Летом 1866 года Некрасов остался «без работы»: «Современник» (вместе с «Русским словом») был запрещен. Он еще успеет опубликовать сатирический цикл «Песни о свободном слове». Он еще успеет их даже публично прочитать: на что требовалось особое позволение. Он еще успеет (после второго предупреждения) сам снова попроситься «под цензуру». Хотя и не успеет под нее попасть: ему откажут.
Юридическими обоснованиями журнальных запрещений власть себя не утрудила: «вследствие доказанного с давнего времени вредного их направления».
Кстати, когда стало известно о запрещении «Современника» и было объявлено о возвращении подписных денег, то чисто русским, пассивным, но все же протестом и знаком сочувствия журналу стал почти повсеместный отказ взять эти деньги.
Удивительно, как все вернулось на круги своя.
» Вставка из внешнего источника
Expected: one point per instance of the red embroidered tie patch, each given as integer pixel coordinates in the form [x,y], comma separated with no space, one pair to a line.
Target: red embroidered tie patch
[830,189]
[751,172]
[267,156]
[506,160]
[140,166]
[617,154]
Не отсюда ли у Некрасова желание снова поворошить опыт 40-х годов: в сценах из лирической комедии «Медвежья охота», в стихах «Человек сороковых годов»... Опять встал перед ним образ Белинского.
И Некрасов начал снова, как когда-то, четверть века назад, во времена «Физиологии Петербурга» и «Петербургского сборника», — со сборников. «Ко мне неожиданно, — сообщает матери Д. И. Писарев, — явился книгопродавец Звонарев (Некрасов вел с ним некоторые издательские дела. — Н. С.) и сообщил мне, что Некрасов желал бы повидаться со мною для переговоров о сборнике, который он намерен издать осенью».
Характерно и обращение к Писареву, несмотря на недавнюю полемику его с «Современником»: все же самому живому, что осталось в крепко поизмельчавшей критике.
Но, конечно, в сравнении с сороковыми годами многое и изменилось. Были деньги. Тому же Писареву, когда тот попросил 50 рублей за лист — то, что он получал в «Русском слове», Некрасов ответил, что никогда не решится предложить ему такую плату, и тут же определил ее в 75 рублей.
Но вроде похожая на старую история со сборниками повторялась уже ускоренными темпами и на новой основе.
Еще не успели состояться сборники (точнее, не состояться — ни один так и не вышел), как возникла идея журнала. И опять только на Некрасова смотрели как на человека, способного дать новый журнал. Но если в 40-е годы так смотрели немногие и из ближайшего окружения, веря в будущее, то в 60-е годы так думали многие и повсюду, зная о прошлом.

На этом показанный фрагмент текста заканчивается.